Nelle stesse ore, attraverso il sito milanista, Fininvest ha fatto sapere di aver annullato la prima data dell'assemblea, fissata per oggi, confermando invece quella del 3 marzo. «Una formalità per rispetto degli azionisti», la spiegazione della fonte senza però nascondere, contestualmente, la preoccupazione per «la situazione complicata». Alla domanda del giorno («cosa è successo per giustificare questo ennesimo colpo di scena?») la risposta è una sola: alcuni sottoscrittori del fondo si sono tirati indietro e il capo di Ses è rimasto col cerino in mano e senza la cifra da versare con i tempi giusti.
Da Marco Fassone, l'ad in pectore che ha vissuto le ultime settimane andando in giro per l'Europa, in compagnia del ds designato Mirabelli, a vedere partite di Champions, incontrare dirigenti di altri club e spiegare i piani del futuro Milan, nessuna spiegazione. Né pubblica, né privata. Stessa strategia da parte di Fininvest. Inutile attendere la scadenza di venerdì, quindi. Non ci sono più i tempi tecnici per concludere l'affare il 3 marzo. Figuraccia garantita per il fondo cinese e i suoi esponenti, meno per i manager della holding della famiglia Berlusconi i quali hanno almeno in cassaforte i 200 milioni. Nelle prossime ore Silvio Berlusconi deve decidere quale sentiero imboccare: a) se prendere atto del termine scaduto e considerare quindi inadempiente Ses chiudendo la pratica con un attivo in cassa di 200 milioni; b) molto più probabilmente, se accettare la richiesta di una seconda proroga al 31 marzo a fronte del versamento di una nuova caparra da 100 milioni.

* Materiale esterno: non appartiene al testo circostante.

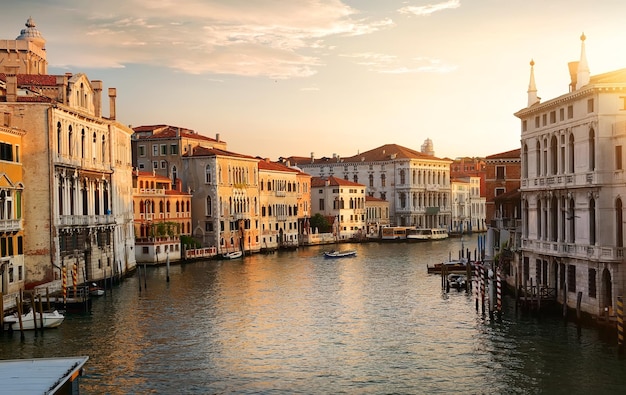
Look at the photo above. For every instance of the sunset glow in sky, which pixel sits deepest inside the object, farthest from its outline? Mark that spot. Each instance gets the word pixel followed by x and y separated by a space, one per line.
pixel 280 78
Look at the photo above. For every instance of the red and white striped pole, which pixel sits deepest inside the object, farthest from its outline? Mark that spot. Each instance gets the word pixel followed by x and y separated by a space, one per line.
pixel 64 283
pixel 499 292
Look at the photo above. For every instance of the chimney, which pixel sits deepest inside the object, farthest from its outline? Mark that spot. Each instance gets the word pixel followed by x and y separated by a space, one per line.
pixel 112 96
pixel 573 75
pixel 11 75
pixel 97 97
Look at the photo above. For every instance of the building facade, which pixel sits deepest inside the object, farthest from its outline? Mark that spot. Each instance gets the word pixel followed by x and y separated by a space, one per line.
pixel 225 204
pixel 160 148
pixel 278 197
pixel 12 268
pixel 162 215
pixel 416 185
pixel 573 185
pixel 77 168
pixel 344 202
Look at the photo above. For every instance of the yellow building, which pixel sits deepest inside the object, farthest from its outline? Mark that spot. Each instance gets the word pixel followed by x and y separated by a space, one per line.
pixel 11 230
pixel 225 202
pixel 279 193
pixel 162 214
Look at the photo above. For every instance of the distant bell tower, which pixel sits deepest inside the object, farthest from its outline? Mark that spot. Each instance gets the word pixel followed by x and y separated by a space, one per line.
pixel 26 54
pixel 427 147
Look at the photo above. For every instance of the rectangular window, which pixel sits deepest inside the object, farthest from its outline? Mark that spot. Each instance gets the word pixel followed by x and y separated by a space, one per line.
pixel 500 172
pixel 571 278
pixel 592 283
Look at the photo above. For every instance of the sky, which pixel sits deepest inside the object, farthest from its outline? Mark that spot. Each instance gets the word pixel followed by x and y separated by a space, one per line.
pixel 277 78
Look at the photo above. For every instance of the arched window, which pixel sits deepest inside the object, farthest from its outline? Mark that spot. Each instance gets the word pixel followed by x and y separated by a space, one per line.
pixel 207 174
pixel 59 138
pixel 592 222
pixel 619 223
pixel 82 144
pixel 70 142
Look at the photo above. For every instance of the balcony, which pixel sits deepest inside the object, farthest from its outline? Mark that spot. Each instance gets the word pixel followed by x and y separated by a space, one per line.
pixel 10 225
pixel 577 251
pixel 85 220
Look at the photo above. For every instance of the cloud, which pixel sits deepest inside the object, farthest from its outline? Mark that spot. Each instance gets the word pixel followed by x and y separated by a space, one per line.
pixel 430 8
pixel 390 64
pixel 273 38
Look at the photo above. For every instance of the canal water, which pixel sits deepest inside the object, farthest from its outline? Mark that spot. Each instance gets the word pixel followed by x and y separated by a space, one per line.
pixel 294 322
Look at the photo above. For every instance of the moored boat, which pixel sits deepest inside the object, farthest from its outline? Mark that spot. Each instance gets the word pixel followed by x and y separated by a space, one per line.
pixel 453 266
pixel 340 254
pixel 50 320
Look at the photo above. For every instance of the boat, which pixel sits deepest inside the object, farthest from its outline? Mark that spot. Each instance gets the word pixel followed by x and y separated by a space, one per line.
pixel 95 290
pixel 232 255
pixel 426 234
pixel 340 254
pixel 453 266
pixel 457 280
pixel 50 320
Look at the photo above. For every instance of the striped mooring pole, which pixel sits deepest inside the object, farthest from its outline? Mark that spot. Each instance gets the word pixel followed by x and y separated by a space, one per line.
pixel 75 278
pixel 64 285
pixel 620 323
pixel 499 293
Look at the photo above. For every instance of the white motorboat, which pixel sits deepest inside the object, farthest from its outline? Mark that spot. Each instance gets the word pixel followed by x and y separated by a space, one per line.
pixel 50 320
pixel 340 254
pixel 232 255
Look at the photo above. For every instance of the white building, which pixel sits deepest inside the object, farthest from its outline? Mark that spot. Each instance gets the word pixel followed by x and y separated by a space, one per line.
pixel 416 185
pixel 573 186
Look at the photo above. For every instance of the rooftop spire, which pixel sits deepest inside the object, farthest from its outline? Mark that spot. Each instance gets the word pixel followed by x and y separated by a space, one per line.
pixel 532 89
pixel 582 76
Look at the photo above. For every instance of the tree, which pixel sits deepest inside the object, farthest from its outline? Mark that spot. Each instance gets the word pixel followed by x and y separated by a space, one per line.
pixel 321 223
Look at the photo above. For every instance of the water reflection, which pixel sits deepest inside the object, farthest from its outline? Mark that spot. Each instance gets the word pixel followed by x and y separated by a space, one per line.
pixel 295 322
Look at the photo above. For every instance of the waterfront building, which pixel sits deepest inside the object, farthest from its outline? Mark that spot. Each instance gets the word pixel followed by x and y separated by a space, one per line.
pixel 503 172
pixel 376 215
pixel 160 148
pixel 162 214
pixel 416 185
pixel 573 185
pixel 225 199
pixel 278 198
pixel 11 220
pixel 468 206
pixel 77 171
pixel 344 202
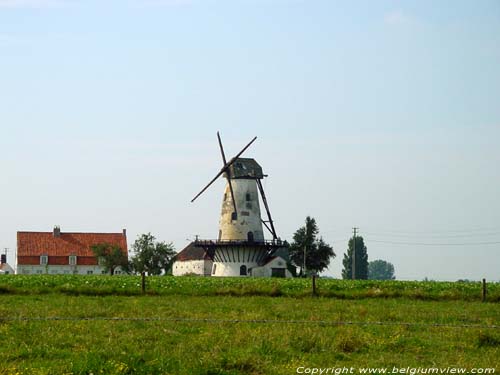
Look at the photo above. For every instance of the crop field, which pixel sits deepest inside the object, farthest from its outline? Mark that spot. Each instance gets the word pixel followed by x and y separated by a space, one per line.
pixel 102 325
pixel 210 286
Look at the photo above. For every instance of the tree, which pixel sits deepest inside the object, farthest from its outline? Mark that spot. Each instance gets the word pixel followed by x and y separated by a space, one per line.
pixel 110 256
pixel 380 270
pixel 150 256
pixel 318 252
pixel 361 260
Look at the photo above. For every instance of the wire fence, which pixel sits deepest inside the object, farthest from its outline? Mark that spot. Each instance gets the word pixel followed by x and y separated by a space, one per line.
pixel 249 321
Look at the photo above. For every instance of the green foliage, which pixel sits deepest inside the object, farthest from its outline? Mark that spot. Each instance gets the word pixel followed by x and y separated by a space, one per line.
pixel 318 252
pixel 110 256
pixel 380 270
pixel 102 285
pixel 361 260
pixel 150 256
pixel 184 335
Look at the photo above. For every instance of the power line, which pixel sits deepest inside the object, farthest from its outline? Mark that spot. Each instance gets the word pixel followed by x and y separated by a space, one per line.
pixel 395 234
pixel 435 244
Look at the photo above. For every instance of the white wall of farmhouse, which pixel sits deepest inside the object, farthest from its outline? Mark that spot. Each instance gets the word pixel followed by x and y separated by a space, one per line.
pixel 248 216
pixel 196 267
pixel 232 268
pixel 63 270
pixel 276 267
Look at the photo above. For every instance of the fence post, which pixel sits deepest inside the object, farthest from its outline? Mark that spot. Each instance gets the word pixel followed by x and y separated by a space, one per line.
pixel 143 276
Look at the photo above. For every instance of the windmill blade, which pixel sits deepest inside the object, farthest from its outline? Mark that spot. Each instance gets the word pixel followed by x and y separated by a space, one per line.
pixel 221 149
pixel 210 183
pixel 241 152
pixel 227 172
pixel 270 221
pixel 225 168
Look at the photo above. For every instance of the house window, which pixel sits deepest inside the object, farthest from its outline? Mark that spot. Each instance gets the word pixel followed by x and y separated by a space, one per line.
pixel 243 270
pixel 44 259
pixel 278 272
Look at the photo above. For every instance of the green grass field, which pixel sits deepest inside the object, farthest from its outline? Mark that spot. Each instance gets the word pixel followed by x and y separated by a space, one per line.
pixel 211 286
pixel 206 327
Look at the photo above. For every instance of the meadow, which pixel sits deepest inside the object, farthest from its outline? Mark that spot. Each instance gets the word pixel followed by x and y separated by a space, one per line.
pixel 209 286
pixel 189 325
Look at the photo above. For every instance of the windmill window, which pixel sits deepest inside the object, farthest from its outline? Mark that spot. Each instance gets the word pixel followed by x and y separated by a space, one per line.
pixel 44 259
pixel 243 270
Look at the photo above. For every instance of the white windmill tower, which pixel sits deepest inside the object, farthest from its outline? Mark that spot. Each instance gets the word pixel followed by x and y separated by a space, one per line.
pixel 240 246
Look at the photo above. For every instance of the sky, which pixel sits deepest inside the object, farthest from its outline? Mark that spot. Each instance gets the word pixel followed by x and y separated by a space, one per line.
pixel 381 115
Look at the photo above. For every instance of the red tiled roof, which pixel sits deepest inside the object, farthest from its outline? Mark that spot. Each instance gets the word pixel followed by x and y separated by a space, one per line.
pixel 79 244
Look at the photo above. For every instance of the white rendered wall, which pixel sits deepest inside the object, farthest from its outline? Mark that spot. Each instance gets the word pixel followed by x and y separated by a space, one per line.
pixel 266 270
pixel 224 269
pixel 197 267
pixel 62 270
pixel 248 218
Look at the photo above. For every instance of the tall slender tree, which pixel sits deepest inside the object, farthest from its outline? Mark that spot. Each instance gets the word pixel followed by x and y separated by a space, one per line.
pixel 151 256
pixel 380 270
pixel 361 260
pixel 317 252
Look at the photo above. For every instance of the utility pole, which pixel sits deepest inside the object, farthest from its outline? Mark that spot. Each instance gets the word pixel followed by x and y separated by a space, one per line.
pixel 354 254
pixel 304 267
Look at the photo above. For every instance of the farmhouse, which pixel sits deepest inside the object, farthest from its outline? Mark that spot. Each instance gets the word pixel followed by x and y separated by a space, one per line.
pixel 63 253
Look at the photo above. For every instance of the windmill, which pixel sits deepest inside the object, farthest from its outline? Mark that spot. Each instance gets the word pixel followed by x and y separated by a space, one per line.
pixel 241 245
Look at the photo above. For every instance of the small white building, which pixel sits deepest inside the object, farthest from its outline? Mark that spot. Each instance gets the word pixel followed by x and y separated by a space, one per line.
pixel 198 259
pixel 192 260
pixel 274 267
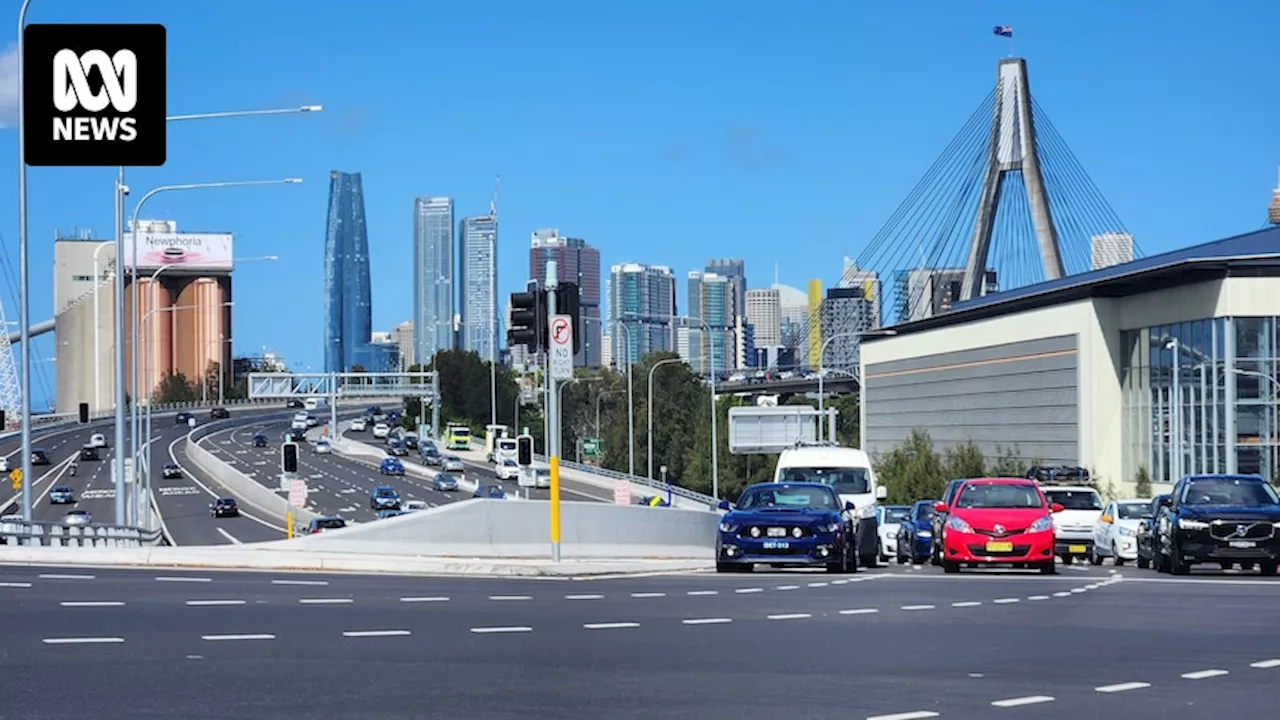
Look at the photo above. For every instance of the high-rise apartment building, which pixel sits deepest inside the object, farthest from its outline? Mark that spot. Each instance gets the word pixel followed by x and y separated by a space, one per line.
pixel 433 277
pixel 641 311
pixel 347 290
pixel 1110 249
pixel 478 282
pixel 579 263
pixel 713 318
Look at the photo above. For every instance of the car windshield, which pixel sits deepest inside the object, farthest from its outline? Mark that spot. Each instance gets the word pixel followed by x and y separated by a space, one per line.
pixel 1229 491
pixel 999 495
pixel 1075 499
pixel 785 496
pixel 845 481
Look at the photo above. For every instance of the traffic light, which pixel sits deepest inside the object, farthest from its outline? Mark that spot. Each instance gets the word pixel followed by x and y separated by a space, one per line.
pixel 528 323
pixel 525 451
pixel 567 304
pixel 289 458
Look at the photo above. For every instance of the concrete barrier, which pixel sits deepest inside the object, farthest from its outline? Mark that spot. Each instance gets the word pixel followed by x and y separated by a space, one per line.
pixel 498 528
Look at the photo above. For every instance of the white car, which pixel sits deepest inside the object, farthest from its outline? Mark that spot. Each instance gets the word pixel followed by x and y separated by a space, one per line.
pixel 1116 532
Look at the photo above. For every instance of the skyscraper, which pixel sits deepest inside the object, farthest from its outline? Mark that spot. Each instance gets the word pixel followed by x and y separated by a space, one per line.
pixel 478 282
pixel 576 261
pixel 433 277
pixel 643 301
pixel 347 304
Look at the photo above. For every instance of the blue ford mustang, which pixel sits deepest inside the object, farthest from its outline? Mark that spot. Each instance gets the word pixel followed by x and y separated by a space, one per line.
pixel 786 524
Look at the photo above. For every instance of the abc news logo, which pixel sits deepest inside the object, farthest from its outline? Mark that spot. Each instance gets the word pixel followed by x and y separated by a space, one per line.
pixel 95 95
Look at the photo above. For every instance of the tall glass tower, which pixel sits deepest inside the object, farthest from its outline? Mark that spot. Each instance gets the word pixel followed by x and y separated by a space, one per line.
pixel 348 319
pixel 433 277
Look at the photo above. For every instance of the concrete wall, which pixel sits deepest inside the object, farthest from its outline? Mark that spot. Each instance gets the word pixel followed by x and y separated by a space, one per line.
pixel 499 528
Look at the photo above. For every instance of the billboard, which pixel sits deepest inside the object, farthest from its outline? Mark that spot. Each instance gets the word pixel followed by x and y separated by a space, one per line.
pixel 201 253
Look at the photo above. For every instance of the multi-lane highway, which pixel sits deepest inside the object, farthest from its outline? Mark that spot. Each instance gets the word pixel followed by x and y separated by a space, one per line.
pixel 901 645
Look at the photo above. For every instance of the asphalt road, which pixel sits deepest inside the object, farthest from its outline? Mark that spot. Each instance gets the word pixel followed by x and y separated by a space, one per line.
pixel 887 645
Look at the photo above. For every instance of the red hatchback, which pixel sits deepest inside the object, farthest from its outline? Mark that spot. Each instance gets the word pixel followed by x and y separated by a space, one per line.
pixel 999 522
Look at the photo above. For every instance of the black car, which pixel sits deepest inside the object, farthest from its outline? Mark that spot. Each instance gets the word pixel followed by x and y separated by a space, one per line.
pixel 1220 519
pixel 223 507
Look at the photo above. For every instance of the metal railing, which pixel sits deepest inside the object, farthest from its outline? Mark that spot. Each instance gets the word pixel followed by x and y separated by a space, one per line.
pixel 17 532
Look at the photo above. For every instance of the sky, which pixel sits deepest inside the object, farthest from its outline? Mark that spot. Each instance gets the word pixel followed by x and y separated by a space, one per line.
pixel 662 132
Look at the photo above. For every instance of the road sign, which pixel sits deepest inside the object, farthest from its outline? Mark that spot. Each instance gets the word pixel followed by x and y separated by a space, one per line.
pixel 561 342
pixel 297 492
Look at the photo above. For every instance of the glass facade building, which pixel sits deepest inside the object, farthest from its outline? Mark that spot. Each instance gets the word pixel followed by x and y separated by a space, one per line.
pixel 347 304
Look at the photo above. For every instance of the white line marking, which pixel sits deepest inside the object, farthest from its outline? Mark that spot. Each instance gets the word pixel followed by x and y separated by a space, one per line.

A rimetterci, oltre alla credibilità del fondo e dei suoi rappresentanti, italiani e cinesi, è purtroppo il povero Milan,
paralizzato da mesi per via del closing promesso e mai realizzato con alle viste alcune scadenze fondamentali (i rinnovi contrattuali di alcuni giocatori, Donnarumma il primo della lista) che potrebbero compromettere il futuro.